Pamela Cheng, DO
Stroke remains one of the leading causes of death and disability in the United States. Currently, the main therapeutic approach includes thrombolysis and mechanical thrombectomy. However, immediate reperfusion therapy does not tell the whole story. Following a stroke, there are complex biochemical events that occur that lead to excitotoxicity and oxidative stress, which may contribute to long-term functional outcomes. As such, there has been great interest and research in the field of neuroprotection. While there are currently no approved neuroprotective treatment options for stroke, there have been some promising yet conflicting results on the endocannabinoid system (ECS).
The ECS is composed of endogenous, lipid-based neurotransmitters that bind to the cannabinoid receptors. The ECS has shown promise in a wide range of pathological conditions and neurological disorders. In stroke, there is evidence that the ECS is altered in both animals and humans, and may contribute to the consequences of ischemic stroke. While studies have been conflicting in either supporting or refuting the use of cannabinoids, they remain a prominent research focus.

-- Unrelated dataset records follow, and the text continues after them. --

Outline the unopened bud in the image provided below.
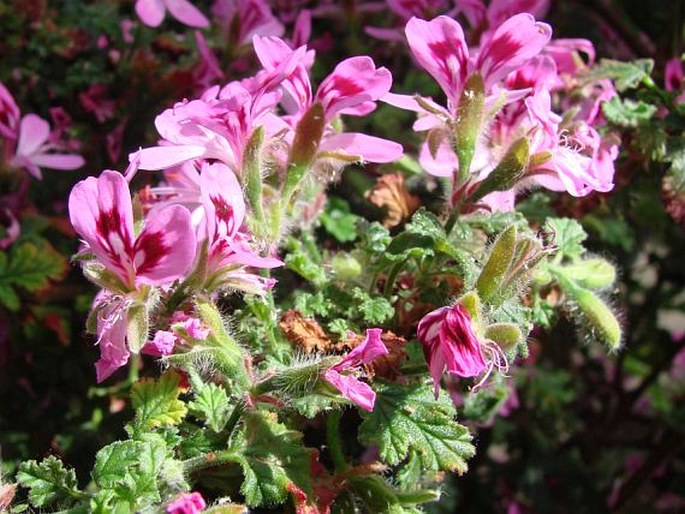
[285,102,326,192]
[457,291,483,324]
[469,137,530,202]
[126,303,150,354]
[242,127,264,225]
[564,257,616,289]
[452,73,485,184]
[484,323,523,352]
[572,287,622,351]
[476,225,518,302]
[331,253,362,280]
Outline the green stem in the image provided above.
[224,401,245,441]
[326,410,349,473]
[445,206,459,236]
[181,450,238,475]
[383,259,408,298]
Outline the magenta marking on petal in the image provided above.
[135,232,171,275]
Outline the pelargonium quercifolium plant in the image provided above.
[0,0,680,512]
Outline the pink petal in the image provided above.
[128,145,207,170]
[488,0,549,28]
[140,330,176,357]
[134,205,197,285]
[200,163,245,240]
[316,56,392,120]
[69,170,133,284]
[319,132,404,162]
[164,0,209,29]
[405,16,469,106]
[338,328,389,371]
[16,114,50,156]
[476,13,552,90]
[31,153,86,170]
[136,0,166,27]
[324,369,376,412]
[95,307,130,383]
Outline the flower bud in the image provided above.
[241,127,264,229]
[572,287,622,351]
[416,303,487,398]
[331,253,362,281]
[564,257,616,289]
[452,73,485,184]
[469,137,530,202]
[284,102,326,197]
[476,225,517,302]
[485,323,523,352]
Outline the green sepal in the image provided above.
[476,225,517,302]
[283,102,326,199]
[469,137,530,203]
[564,287,622,351]
[126,303,150,355]
[17,456,86,507]
[457,291,483,324]
[563,257,616,289]
[451,73,485,184]
[483,323,523,352]
[131,371,188,430]
[192,298,250,388]
[242,126,266,229]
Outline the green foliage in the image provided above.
[93,437,167,512]
[545,218,587,260]
[584,59,654,91]
[359,384,475,474]
[230,412,312,507]
[319,196,359,243]
[131,371,187,430]
[0,241,66,311]
[188,380,229,432]
[17,456,84,507]
[602,96,657,127]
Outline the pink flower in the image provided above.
[324,328,388,412]
[136,0,209,28]
[166,493,207,514]
[254,37,403,163]
[9,114,84,179]
[416,304,488,398]
[405,14,552,105]
[69,170,196,292]
[93,290,132,383]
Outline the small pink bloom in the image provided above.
[166,493,207,514]
[69,170,196,290]
[664,57,683,92]
[93,290,131,382]
[324,328,388,412]
[10,114,85,179]
[417,304,488,398]
[183,317,209,341]
[136,0,209,28]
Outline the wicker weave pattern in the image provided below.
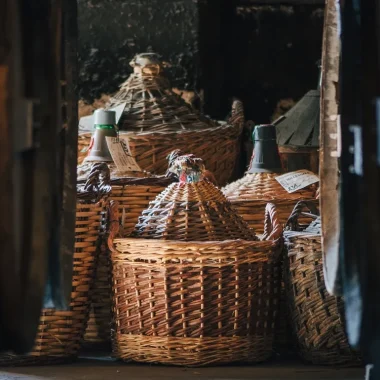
[111,185,165,235]
[0,202,105,365]
[78,55,243,185]
[114,334,272,367]
[222,173,318,233]
[134,180,256,241]
[78,124,242,185]
[284,203,360,365]
[109,71,215,132]
[84,242,112,350]
[84,177,171,349]
[112,239,280,365]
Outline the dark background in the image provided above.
[78,0,323,123]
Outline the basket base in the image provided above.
[299,347,363,367]
[114,334,273,367]
[0,354,77,367]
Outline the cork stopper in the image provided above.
[129,53,163,75]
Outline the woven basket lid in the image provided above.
[107,53,217,132]
[222,173,315,202]
[133,155,257,241]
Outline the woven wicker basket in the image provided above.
[222,173,318,233]
[284,202,360,365]
[0,165,111,366]
[109,154,282,366]
[84,177,173,350]
[78,54,243,185]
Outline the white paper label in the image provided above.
[106,136,142,172]
[276,170,319,193]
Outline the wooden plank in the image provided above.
[288,91,319,145]
[319,0,340,294]
[60,0,78,304]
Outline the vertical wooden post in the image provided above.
[319,0,340,294]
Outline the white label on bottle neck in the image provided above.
[106,136,142,172]
[276,169,319,193]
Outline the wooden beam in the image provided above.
[236,0,325,6]
[319,0,340,294]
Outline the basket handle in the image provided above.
[285,201,319,231]
[262,203,282,240]
[107,200,120,252]
[228,99,245,126]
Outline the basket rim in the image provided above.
[113,237,281,248]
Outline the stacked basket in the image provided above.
[84,174,173,350]
[109,156,282,366]
[284,202,360,365]
[0,164,111,365]
[79,54,242,185]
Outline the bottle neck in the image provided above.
[94,124,116,129]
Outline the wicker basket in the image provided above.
[222,173,318,233]
[78,54,243,185]
[0,165,111,366]
[284,202,360,365]
[109,158,282,366]
[108,200,282,366]
[84,177,173,350]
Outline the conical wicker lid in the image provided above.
[108,53,217,132]
[133,155,257,241]
[222,173,315,202]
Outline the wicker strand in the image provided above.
[284,202,360,366]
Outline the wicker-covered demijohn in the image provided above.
[109,156,282,366]
[222,125,316,233]
[0,164,111,366]
[79,54,243,185]
[284,202,360,365]
[222,173,318,233]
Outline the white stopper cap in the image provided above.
[94,108,116,125]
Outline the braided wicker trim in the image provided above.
[222,173,315,202]
[284,202,360,366]
[108,71,215,132]
[133,180,257,241]
[113,334,273,367]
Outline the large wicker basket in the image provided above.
[109,156,282,366]
[78,54,243,185]
[84,176,173,350]
[284,202,360,365]
[0,165,110,366]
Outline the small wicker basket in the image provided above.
[284,202,360,365]
[0,164,111,366]
[222,173,318,233]
[109,156,282,366]
[84,176,173,350]
[78,54,243,185]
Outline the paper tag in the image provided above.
[106,136,142,172]
[276,170,319,193]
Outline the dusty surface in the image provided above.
[0,360,364,380]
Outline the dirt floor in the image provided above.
[0,359,364,380]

Cannabis (Cannabis sativa), also known as marijuana, has been used for centuries for various medicinal and recreational purposes. It contains several different cannabinoids, the most notable being tetrahydrocannabinol (THC) and cannabidiol (CBD). THC and its well-known psychoactive effects are due to interaction with the cannabinoid receptor type 1 (CB1R). However, in addition to its psychoactive effects, THC has been shown to promote hippocampal neurogenesis and memory restoration, and to limit the development of atherosclerosis in animal models.
CBD, which lacks a psychoactive effect, has also shown anti-inflammatory, immunosuppressive, analgesic, and anxiolytic effects. In fact, on June 25, 2018, the FDA approved a CBD derived oral solution for the treatment of two rare forms of genetic epilepsy. Other forms of CBD have also been approved for cancer-related symptoms. The use of cannabis in stroke is less clear, but there are some preclinical studies that suggest some benefit. In fact, in a recent systematic review and meta-analysis, all subclasses of cannabinoids, cannabis-derived, synthetic, specific CB1R and CB2R agonists showed reduced infarct volume and improvement in both early and late functional outcome in experimental stroke. CBD showed a trend towards reduced infarct size when given < 6 hours from stroke. Repeated treatment with CBD from day 1 or day 3 to day 14 showed improved functional outcome and survival rates, suggesting that CBD may have a promising neuroprotective effect. Furthermore, in animal models, CBD significantly increased cerebral blood flow and reduced brain edema and barrier permeability associated with ischemic conditions. Despite a large number of preclinical studies, there are currently no clinical trials involving cannabis and stroke.
Cannabis is the most common illicit substance in the world. However, the current strains of cannabis have significantly higher THC content than even a decade ago. The trend towards higher THC carries significant health risks. Recent studies show that cannabis use can significantly affect physical and mental health and lead to substance dependence. In fact, a study in patients aged 18 to 55 found that cannabis use was independently associated with a 26% increase in obesity, hypertension, smoking, and alcohol use. Another study showed that in people aged 25 to 34 years old, there was a 2.25-fold increase in the risk of acute ischemic stroke. On the contrary, other studies have failed to show an association between cannabis use in young adults and stroke. What can be said is that there does appear to be a temporal correlation with the increase in strokes in young adults and the use of cannabis. This, in part, could be related to cannabis-related angiopathy and the procoagulant effects of THC on platelets, though the exact relationship and pathogenesis of cannabis and stroke is not entirely clear.
There has been some research on the endogenous cannabinoid 2-arachidonoylglycerol (2-AG), which is a full agonist at cannabinoid receptors. Although the role of 2-AG is unclear, the neuroprotection that is seen by exogenous 2-AG suggests that it is involved in reducing neuronal excitotoxicity and limiting cerebral vasoconstriction. 2-AG is inactivated by MAGL (monoacylglycerol lipase), and targets for MAGL inhibitors have shown some benefit in experimental stroke and other neurodegenerative diseases. Recently, a potent MAGL inhibitor ABX-1431 (Abide Therapeutics) has completed a phase I safety trial and is currently in phase II trials for treatment of Tourette syndrome and neuropathic pain.
In conclusion, despite the controversy of cannabis in medicine, the FDA approved the first cannabis-derived medication for two rare forms of genetic epilepsy. This will undoubtedly open up a door for further cannabis research. Whether cannabis helps to reduce stroke size and improve functional outcomes in humans remains to be elucidated.